Weekend traffic goes as high as 4500 aroud midday and has a exponent descrease afterwards.
Heavy traffic summary
Traffic is high between March and October, the weather may be a factor.
Business days have a lot higher volume than weekends,one probality would be daily commuting.
#Find the correlation values between traffic_volume and the numerical weather columns.
day_data.corr()['traffic_volume']
temp 0.128317 rain_1h 0.003697 snow_1h 0.001265 clouds_all -0.032932 traffic_volume 1.000000 month -0.022337 dayofweek -0.416453 hour 0.172704 Name: traffic_volume, dtype: float64
The temperature shows the strongest correlation.

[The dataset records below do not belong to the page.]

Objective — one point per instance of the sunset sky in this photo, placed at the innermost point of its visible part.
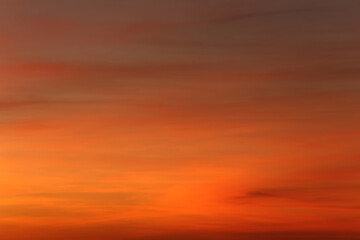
(179, 119)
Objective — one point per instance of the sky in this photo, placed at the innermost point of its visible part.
(181, 119)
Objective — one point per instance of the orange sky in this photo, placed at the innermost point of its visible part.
(182, 119)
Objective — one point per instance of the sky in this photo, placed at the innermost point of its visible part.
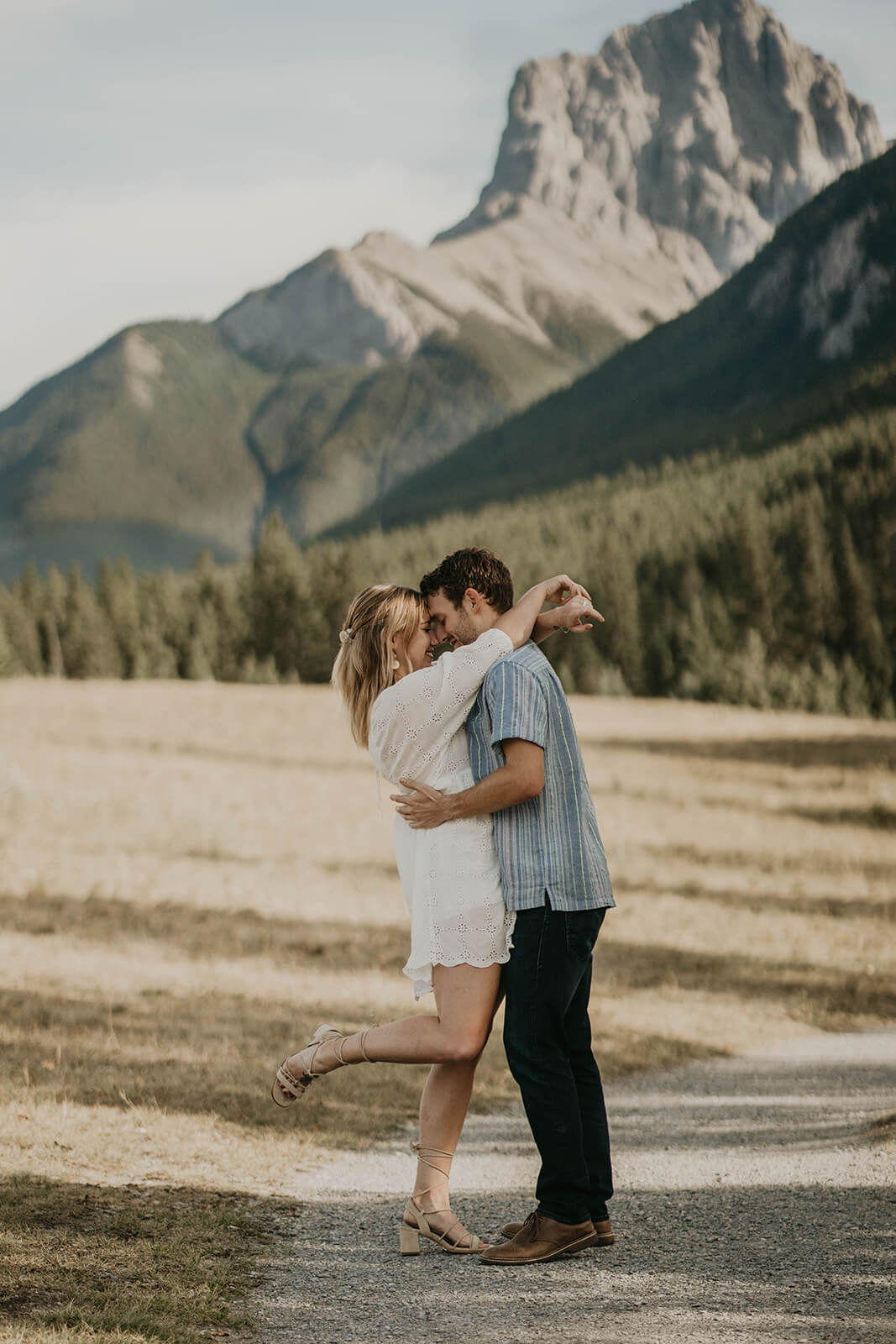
(160, 158)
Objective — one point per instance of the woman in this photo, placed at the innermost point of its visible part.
(410, 712)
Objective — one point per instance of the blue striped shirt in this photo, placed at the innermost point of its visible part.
(550, 844)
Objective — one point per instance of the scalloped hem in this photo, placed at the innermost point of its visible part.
(422, 976)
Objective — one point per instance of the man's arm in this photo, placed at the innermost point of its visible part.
(516, 781)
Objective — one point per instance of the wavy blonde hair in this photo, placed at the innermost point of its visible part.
(364, 664)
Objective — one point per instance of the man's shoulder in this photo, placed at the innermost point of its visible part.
(524, 663)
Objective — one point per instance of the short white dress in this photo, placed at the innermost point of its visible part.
(450, 874)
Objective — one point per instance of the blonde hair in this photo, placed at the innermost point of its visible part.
(365, 662)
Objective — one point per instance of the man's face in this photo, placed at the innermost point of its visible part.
(459, 625)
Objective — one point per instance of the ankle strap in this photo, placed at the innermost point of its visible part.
(362, 1041)
(421, 1149)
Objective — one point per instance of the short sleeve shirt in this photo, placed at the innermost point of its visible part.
(550, 844)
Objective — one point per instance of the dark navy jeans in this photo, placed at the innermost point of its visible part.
(547, 1037)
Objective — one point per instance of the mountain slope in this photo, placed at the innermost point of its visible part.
(708, 124)
(627, 186)
(805, 333)
(147, 430)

The other columns do not provide strong enough correlation considered as heavy traffic indicators.
#Find the weather column with the strongest correlation with traffic_volume and plot a scatter plot for this weather column and traffic_volume.
day_data.plot.scatter(x ='traffic_volume',y ='temp')
plt.ylim(230,320)
plt.show()
It seems the temperature is not a reliable indicator of heavy traffic.

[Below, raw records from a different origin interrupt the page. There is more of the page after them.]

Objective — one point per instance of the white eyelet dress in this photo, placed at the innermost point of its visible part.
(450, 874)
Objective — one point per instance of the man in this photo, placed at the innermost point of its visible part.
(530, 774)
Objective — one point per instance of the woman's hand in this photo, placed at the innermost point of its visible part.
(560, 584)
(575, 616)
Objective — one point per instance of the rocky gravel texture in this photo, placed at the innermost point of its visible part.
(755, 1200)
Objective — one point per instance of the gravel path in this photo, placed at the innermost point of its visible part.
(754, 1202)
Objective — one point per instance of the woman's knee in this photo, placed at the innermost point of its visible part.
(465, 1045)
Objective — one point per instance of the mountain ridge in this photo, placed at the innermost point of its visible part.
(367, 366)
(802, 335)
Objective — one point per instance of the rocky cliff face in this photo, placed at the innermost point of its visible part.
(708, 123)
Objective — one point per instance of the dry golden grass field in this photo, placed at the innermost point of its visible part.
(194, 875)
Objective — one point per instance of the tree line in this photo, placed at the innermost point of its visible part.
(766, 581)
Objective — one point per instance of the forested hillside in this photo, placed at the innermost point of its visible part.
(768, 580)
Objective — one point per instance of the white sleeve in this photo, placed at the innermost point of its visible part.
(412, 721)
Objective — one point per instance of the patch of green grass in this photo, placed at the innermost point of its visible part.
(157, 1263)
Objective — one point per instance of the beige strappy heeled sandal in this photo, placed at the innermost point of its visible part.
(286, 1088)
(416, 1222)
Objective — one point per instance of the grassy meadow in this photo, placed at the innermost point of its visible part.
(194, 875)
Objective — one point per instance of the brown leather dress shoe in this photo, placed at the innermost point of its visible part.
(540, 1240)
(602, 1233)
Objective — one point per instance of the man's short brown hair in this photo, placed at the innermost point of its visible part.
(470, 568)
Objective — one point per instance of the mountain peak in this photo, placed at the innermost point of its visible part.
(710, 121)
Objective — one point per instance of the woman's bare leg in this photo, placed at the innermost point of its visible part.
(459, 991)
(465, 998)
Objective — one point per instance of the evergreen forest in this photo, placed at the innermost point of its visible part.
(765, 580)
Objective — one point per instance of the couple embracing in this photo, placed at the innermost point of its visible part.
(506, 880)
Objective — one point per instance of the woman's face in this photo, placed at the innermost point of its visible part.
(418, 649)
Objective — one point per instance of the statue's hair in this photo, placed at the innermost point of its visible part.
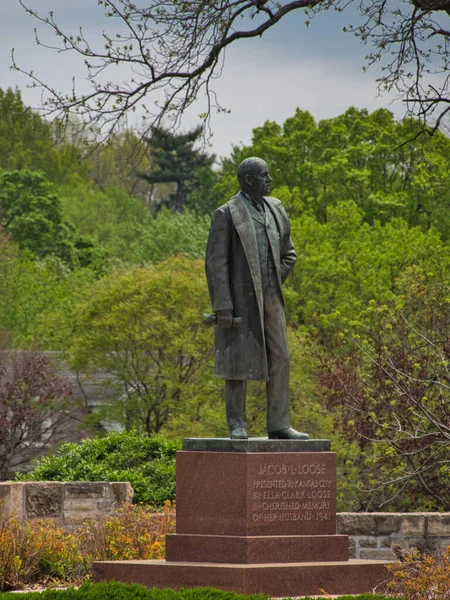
(246, 167)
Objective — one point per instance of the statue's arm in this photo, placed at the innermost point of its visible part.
(217, 261)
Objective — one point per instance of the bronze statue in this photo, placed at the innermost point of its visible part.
(248, 257)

To see if we can find more useful data, we'll look next at the categorical weather-related columns: weather_main and weather_description
#calculate the average traffic volume associated with each unique value in these two columns.
by_weather_main = day_data.groupby('weather_main').mean()
by_weather_description = day_data.groupby('weather_description').mean()
#Plot a horizontal bar plot for the traffic_volume column of by_weather_main.
by_weather_main['traffic_volume'].plot.barh()
plt.show()
Bar plot analysis
Despite weather conditions, traffic volume exeeds 4000, but does not exeed 5000 cars.
#Plot horizontal bar plot for the traffic_volume column of by_weather_description
by_weather_description['traffic_volume'].plot.barh(figsize=(7,12))#figsize used to adjust size of graph.
plt.show()
Bar plot analysis
Taffic volume exeeds 5000 cars when there is light rain and snow, shower snow and proximity thunderstom with drizzle.
It isn't transparent why the traffic volume is that high during not so favorable weather conditions, no outliers found.
The results of this analysis on I94 traffic westbound to the station procured a 2 indicators of high traffic volumes:
Time indicators
Traffic is high between March and October. Business days have a lot higher volume than weekends, one probality would be daily commuting. Approximately 7280 cars past the the station twice (7am & 4pm), probably at rush hour time periods.
Weather indicators
Traffic volume exeeds 5000 cars when there is light rain and snow, shower snow and proximity thunderstom with drizzle.